Hola que tal gentooza

Mi problema es el siguiente no he podido instalar nvidia-drivers en mi lap, he seguido al pie de la letra el HOWTO de Nvidia al hacer el modprobe me sale un error que dice nvidia.ko no found he compilado el kernel mil veces y no he podido lograr instalar el controlador

mi tarjeta es Nvidia GeForce/ nForce 610m

de antemano graciasLast edited by jkredd on Tue Mar 25, 2008 5:16 am; edited 1 time in total

----------

## jgascon

Comprueba que el enlace a las fuentes del kernel apunten al kernel que estás usando:

```

seiya ~ # uname -r

2.6.23.13

seiya ~ # ls -l /usr/src/linux

lrwxrwxrwx 1 root root 15 mar  1 12:31 /usr/src/linux -> linux-2.6.23.13

```

----------

## jkredd

hola

si todo apunta al kernel

al tratar de emerge nvidia-drivers sale este error

echo ” ERROR: Kernel configuration is

invalid.”; \

echo ” include/linux/autoconf.h or

include/config/auto.conf are missing.”; \

echo ” Run ‘make oldconfig && make

prepare’ on kernel src to fix it.”; \

echo;

al dar modprobe nvidia sale esto

FATAL: Error inserting nvidia (/lib/modules/2.6.24-gentoo-r3/video/nvidia.ko): Unknown symbol in module, or unknown parameter (see dmesg)

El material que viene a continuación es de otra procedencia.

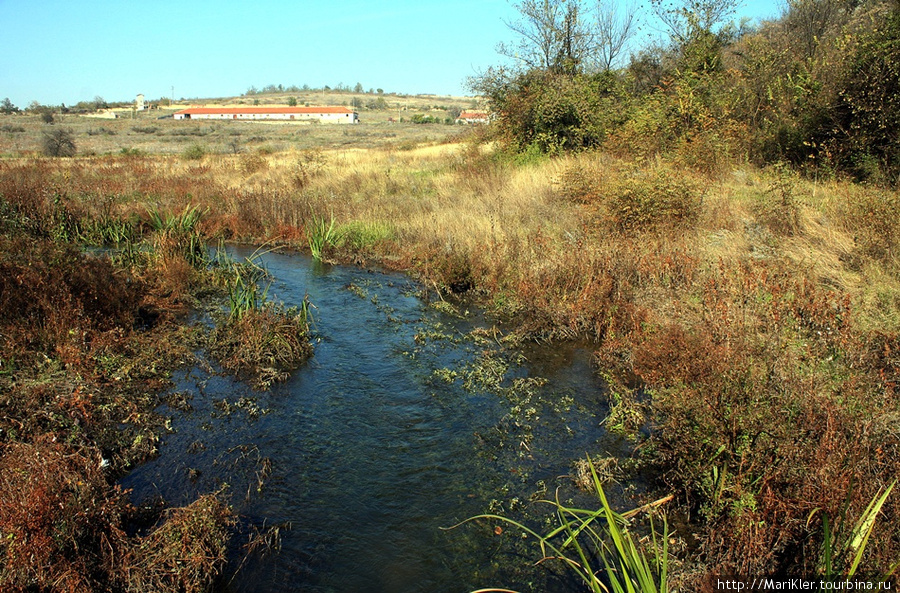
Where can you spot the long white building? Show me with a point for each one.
(336, 115)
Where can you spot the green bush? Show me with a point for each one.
(59, 143)
(651, 198)
(194, 152)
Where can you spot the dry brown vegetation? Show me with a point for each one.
(749, 318)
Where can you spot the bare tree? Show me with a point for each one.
(808, 21)
(688, 20)
(59, 143)
(553, 36)
(615, 24)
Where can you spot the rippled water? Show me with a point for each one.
(403, 422)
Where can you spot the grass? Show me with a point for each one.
(260, 340)
(600, 547)
(748, 318)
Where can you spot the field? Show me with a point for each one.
(145, 132)
(746, 319)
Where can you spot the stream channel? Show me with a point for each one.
(409, 417)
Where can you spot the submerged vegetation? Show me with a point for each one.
(720, 218)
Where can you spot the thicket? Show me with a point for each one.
(765, 398)
(817, 88)
(87, 343)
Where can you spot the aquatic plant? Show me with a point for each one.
(259, 339)
(242, 283)
(847, 549)
(179, 234)
(321, 235)
(600, 548)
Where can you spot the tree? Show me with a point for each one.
(59, 143)
(689, 20)
(7, 107)
(615, 25)
(553, 36)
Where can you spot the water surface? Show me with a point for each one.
(407, 419)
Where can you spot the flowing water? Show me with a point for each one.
(408, 418)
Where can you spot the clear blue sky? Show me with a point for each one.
(68, 51)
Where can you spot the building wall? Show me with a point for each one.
(338, 118)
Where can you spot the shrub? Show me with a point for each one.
(252, 163)
(194, 152)
(59, 518)
(651, 198)
(265, 344)
(59, 143)
(185, 553)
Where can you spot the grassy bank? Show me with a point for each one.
(746, 319)
(87, 346)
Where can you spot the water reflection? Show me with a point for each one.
(375, 444)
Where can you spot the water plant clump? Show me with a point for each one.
(600, 546)
(260, 340)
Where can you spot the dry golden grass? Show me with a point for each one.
(758, 286)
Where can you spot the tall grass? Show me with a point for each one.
(600, 547)
(321, 236)
(842, 553)
(242, 282)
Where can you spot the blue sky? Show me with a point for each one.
(69, 51)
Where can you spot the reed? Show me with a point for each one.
(321, 235)
(600, 547)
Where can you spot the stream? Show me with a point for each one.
(410, 417)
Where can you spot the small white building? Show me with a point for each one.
(336, 115)
(470, 116)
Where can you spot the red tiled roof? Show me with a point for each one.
(249, 110)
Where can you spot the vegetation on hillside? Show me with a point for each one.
(719, 215)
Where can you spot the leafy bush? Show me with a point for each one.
(194, 152)
(551, 111)
(252, 163)
(59, 143)
(651, 198)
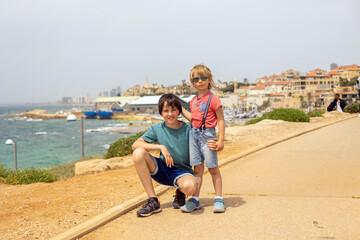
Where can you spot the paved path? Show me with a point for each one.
(304, 188)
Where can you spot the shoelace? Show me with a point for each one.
(148, 204)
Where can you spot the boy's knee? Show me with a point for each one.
(214, 170)
(199, 169)
(189, 187)
(138, 154)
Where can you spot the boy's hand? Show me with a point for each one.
(168, 159)
(215, 145)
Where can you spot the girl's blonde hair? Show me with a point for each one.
(202, 70)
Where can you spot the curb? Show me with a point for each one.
(115, 212)
(263, 146)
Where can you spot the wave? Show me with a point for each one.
(41, 133)
(34, 120)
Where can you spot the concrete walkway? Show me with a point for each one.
(304, 188)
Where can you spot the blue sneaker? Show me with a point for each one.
(191, 205)
(219, 205)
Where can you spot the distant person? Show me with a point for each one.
(172, 168)
(206, 113)
(358, 88)
(337, 104)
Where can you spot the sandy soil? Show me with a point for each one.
(43, 210)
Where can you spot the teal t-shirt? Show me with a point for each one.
(175, 140)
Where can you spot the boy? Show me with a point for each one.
(172, 168)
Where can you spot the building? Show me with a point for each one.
(113, 92)
(315, 80)
(229, 101)
(333, 65)
(146, 104)
(66, 100)
(108, 103)
(118, 91)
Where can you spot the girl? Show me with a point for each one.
(206, 113)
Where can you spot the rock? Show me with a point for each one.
(102, 165)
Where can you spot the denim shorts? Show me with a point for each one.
(199, 151)
(165, 175)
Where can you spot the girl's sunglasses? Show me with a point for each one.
(196, 79)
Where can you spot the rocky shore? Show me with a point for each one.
(43, 210)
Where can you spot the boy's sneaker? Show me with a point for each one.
(219, 205)
(191, 205)
(150, 207)
(179, 199)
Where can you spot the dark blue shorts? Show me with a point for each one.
(165, 175)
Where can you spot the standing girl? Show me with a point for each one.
(206, 113)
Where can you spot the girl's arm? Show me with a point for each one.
(218, 144)
(186, 114)
(141, 143)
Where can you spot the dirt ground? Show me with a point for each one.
(43, 210)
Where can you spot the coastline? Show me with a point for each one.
(43, 114)
(43, 210)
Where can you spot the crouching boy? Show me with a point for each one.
(172, 168)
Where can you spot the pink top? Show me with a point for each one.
(197, 108)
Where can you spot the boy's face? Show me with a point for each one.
(170, 114)
(201, 85)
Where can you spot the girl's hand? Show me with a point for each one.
(168, 159)
(215, 145)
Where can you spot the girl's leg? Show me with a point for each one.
(145, 165)
(198, 172)
(217, 180)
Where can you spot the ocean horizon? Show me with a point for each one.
(46, 143)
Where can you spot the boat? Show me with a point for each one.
(105, 114)
(71, 117)
(90, 114)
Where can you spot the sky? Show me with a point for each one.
(53, 49)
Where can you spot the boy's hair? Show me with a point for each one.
(172, 100)
(202, 70)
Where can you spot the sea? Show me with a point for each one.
(46, 143)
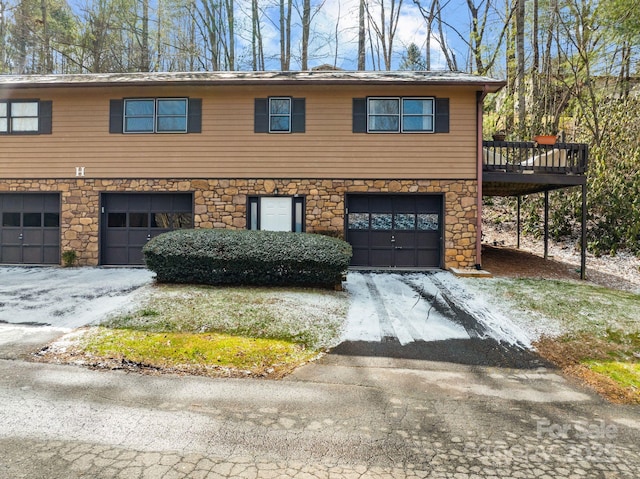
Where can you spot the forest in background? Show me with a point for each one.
(571, 66)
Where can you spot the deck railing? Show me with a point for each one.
(528, 157)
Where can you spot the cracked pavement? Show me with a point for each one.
(341, 417)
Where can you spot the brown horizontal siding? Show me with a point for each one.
(227, 146)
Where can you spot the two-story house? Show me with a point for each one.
(100, 163)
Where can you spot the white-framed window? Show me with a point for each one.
(19, 116)
(279, 115)
(155, 115)
(276, 213)
(418, 115)
(401, 115)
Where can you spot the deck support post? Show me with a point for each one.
(546, 224)
(583, 241)
(518, 222)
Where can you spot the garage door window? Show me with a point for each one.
(276, 213)
(428, 222)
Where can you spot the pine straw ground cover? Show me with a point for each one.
(212, 331)
(592, 332)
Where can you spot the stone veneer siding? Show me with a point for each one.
(222, 203)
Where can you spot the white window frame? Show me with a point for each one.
(369, 114)
(155, 116)
(8, 117)
(273, 115)
(254, 212)
(404, 115)
(401, 114)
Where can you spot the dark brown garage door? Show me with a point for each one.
(30, 228)
(129, 220)
(395, 230)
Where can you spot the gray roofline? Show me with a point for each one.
(252, 78)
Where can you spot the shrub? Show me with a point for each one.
(218, 256)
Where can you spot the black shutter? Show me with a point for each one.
(115, 116)
(44, 117)
(261, 116)
(194, 122)
(298, 115)
(359, 115)
(442, 115)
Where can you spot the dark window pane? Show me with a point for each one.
(117, 220)
(381, 221)
(280, 106)
(428, 221)
(51, 220)
(161, 220)
(384, 106)
(10, 219)
(182, 220)
(404, 221)
(32, 219)
(172, 123)
(359, 221)
(138, 220)
(138, 107)
(172, 107)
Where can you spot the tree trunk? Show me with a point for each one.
(520, 13)
(306, 21)
(361, 37)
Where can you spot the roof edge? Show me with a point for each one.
(341, 77)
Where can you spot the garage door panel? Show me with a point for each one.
(51, 254)
(380, 239)
(129, 220)
(30, 228)
(381, 257)
(11, 254)
(395, 229)
(32, 254)
(405, 258)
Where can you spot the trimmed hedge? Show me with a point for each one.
(220, 256)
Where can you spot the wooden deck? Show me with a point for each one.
(520, 168)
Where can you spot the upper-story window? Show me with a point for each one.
(25, 117)
(400, 115)
(156, 115)
(279, 115)
(162, 115)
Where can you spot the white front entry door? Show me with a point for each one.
(275, 214)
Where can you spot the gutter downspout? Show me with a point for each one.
(481, 95)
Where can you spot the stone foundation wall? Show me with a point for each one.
(222, 203)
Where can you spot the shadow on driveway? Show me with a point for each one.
(472, 352)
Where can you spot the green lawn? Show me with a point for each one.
(589, 327)
(221, 330)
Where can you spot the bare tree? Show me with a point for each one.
(385, 27)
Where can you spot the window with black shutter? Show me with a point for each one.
(279, 115)
(25, 117)
(400, 115)
(155, 115)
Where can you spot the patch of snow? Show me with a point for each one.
(494, 324)
(362, 320)
(67, 297)
(383, 304)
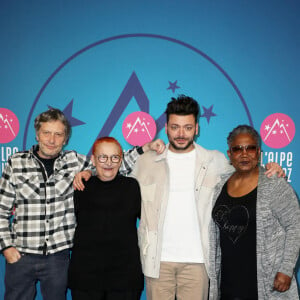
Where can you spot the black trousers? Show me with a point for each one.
(105, 295)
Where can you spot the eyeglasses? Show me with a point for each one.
(102, 158)
(239, 149)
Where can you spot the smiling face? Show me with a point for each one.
(181, 131)
(51, 138)
(107, 160)
(244, 153)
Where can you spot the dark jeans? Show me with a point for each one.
(51, 270)
(105, 295)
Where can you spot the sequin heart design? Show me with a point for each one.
(232, 221)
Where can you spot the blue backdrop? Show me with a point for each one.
(101, 60)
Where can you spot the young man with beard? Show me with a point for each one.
(177, 188)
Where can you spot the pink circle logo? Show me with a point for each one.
(139, 128)
(277, 130)
(9, 125)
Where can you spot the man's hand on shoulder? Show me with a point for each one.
(78, 179)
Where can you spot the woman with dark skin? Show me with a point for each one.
(105, 263)
(255, 229)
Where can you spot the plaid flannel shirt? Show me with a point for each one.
(44, 220)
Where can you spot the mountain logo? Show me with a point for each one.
(139, 128)
(9, 126)
(277, 130)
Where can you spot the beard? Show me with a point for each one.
(181, 147)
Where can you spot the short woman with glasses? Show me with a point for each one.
(255, 229)
(105, 261)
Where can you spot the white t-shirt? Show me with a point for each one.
(181, 234)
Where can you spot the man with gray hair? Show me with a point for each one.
(36, 186)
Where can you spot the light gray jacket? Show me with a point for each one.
(277, 235)
(152, 172)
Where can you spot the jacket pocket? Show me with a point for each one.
(143, 238)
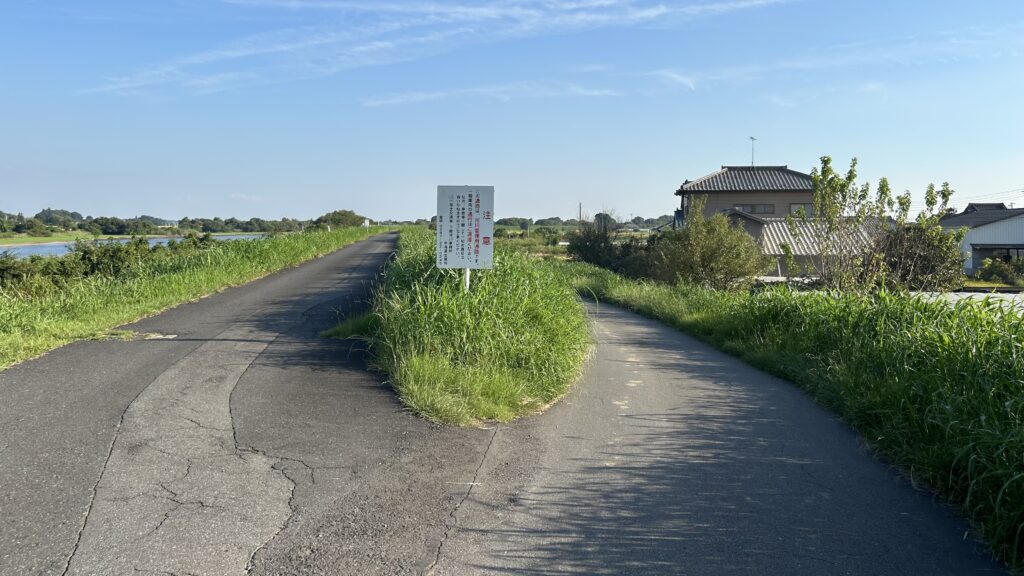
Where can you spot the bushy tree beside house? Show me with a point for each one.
(899, 253)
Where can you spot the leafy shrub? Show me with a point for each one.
(711, 252)
(594, 245)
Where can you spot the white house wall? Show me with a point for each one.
(1010, 231)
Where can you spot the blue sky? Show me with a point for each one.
(294, 108)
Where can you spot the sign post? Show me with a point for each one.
(465, 228)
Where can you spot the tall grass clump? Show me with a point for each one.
(47, 302)
(937, 386)
(512, 344)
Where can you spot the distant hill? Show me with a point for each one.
(53, 217)
(156, 221)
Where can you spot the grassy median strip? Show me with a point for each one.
(511, 345)
(939, 387)
(43, 315)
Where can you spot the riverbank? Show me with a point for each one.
(24, 241)
(45, 315)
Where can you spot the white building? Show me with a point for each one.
(993, 232)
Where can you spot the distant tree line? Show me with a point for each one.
(49, 220)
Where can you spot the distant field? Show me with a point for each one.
(19, 239)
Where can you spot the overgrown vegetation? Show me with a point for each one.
(938, 387)
(48, 301)
(511, 345)
(867, 241)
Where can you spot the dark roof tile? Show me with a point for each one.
(750, 178)
(977, 218)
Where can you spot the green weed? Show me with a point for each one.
(511, 345)
(40, 315)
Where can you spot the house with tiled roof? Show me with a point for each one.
(759, 198)
(762, 191)
(993, 232)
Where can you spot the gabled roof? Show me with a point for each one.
(805, 242)
(803, 235)
(979, 217)
(750, 178)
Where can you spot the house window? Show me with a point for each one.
(756, 208)
(1009, 253)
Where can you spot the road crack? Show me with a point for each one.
(99, 478)
(453, 520)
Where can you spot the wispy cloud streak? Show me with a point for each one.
(504, 92)
(383, 33)
(941, 47)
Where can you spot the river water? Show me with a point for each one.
(61, 248)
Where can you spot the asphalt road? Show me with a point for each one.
(240, 442)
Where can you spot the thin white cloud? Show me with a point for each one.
(382, 33)
(940, 47)
(674, 78)
(503, 92)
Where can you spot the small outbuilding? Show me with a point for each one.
(993, 232)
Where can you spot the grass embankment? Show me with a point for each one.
(22, 239)
(48, 315)
(938, 387)
(511, 345)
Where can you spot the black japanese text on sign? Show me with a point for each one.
(465, 227)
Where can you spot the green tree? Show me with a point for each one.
(867, 241)
(712, 252)
(341, 218)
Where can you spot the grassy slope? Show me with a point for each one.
(938, 387)
(510, 346)
(32, 326)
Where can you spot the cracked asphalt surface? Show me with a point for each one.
(248, 444)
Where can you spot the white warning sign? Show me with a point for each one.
(465, 227)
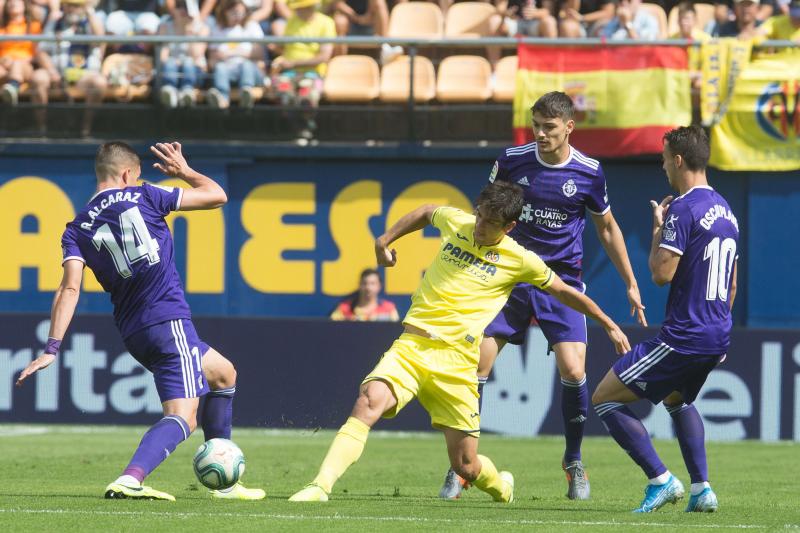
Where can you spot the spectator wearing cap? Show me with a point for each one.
(631, 22)
(76, 64)
(745, 23)
(183, 64)
(582, 18)
(365, 304)
(299, 70)
(17, 57)
(783, 27)
(533, 18)
(687, 29)
(359, 18)
(257, 11)
(235, 62)
(131, 17)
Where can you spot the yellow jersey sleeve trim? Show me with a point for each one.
(549, 280)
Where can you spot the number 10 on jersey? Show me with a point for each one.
(721, 256)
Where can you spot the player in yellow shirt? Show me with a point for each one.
(436, 357)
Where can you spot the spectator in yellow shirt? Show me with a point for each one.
(298, 71)
(687, 29)
(784, 27)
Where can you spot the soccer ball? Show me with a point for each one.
(218, 464)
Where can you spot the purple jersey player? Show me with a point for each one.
(121, 235)
(694, 249)
(560, 185)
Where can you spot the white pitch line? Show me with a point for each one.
(386, 519)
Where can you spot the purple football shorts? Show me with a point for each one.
(559, 322)
(172, 351)
(653, 370)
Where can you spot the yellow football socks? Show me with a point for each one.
(344, 451)
(490, 482)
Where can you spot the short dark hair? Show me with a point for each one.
(503, 199)
(686, 7)
(369, 272)
(111, 155)
(555, 104)
(691, 143)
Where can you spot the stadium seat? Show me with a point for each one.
(505, 79)
(129, 76)
(464, 79)
(395, 80)
(352, 78)
(658, 12)
(416, 19)
(469, 19)
(705, 14)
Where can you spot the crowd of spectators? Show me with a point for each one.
(223, 74)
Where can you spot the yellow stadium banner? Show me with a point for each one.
(722, 61)
(760, 127)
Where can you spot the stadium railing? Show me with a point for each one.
(413, 48)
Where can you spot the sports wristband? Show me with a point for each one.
(52, 346)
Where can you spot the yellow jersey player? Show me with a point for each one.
(436, 357)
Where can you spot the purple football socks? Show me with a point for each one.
(631, 435)
(691, 436)
(217, 416)
(574, 408)
(156, 445)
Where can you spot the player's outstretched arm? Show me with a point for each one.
(64, 303)
(413, 221)
(610, 236)
(587, 306)
(205, 192)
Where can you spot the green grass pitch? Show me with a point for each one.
(53, 479)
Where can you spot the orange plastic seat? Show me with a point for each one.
(352, 78)
(464, 79)
(395, 80)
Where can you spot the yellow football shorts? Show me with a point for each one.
(443, 378)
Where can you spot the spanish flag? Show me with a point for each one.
(627, 97)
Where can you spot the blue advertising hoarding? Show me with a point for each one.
(296, 233)
(305, 374)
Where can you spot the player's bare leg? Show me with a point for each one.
(571, 362)
(180, 419)
(217, 416)
(479, 470)
(489, 349)
(689, 429)
(374, 399)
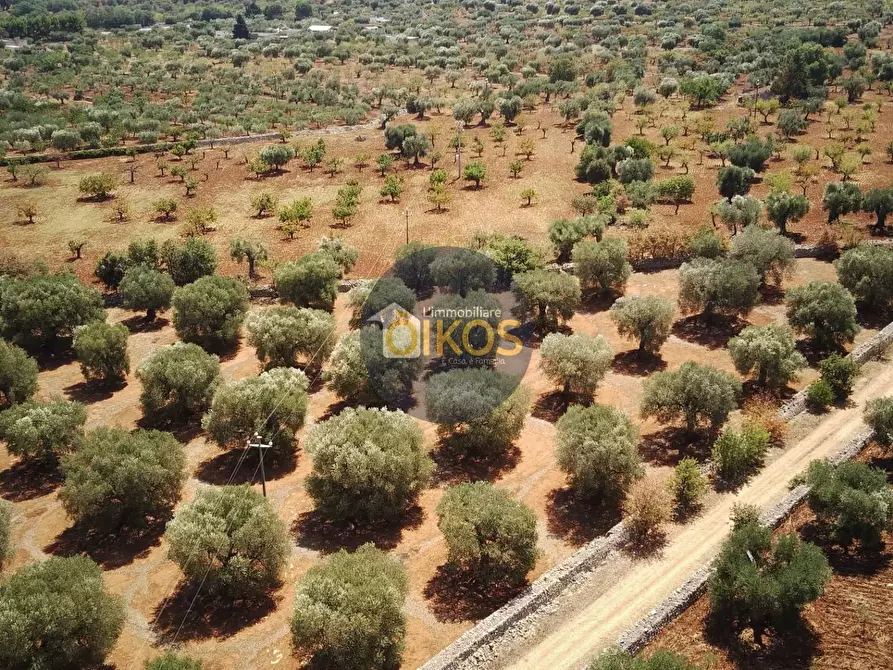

al mirar el dmesg sale esto

nvidia: Unknown symbol i2c_del_adapter

nvidia: Unknown symbol i2c_add_adapter

nvidia: Unknown symbol i2c_del_adapter

nvidia: Unknown symbol i2c_add_adapter

guauu ahora si no se de ke habla !!    :Laughing:   :Surprised:  ops:

----------

## artic

 *jkredd wrote:*   

> hola
> 
> si todo apunta al kernel
> 
> al tratar de emerge nvidia-drivers sale este error
> ...

 

Hola,

Has probado a emerger la última versión del driver de nvidia?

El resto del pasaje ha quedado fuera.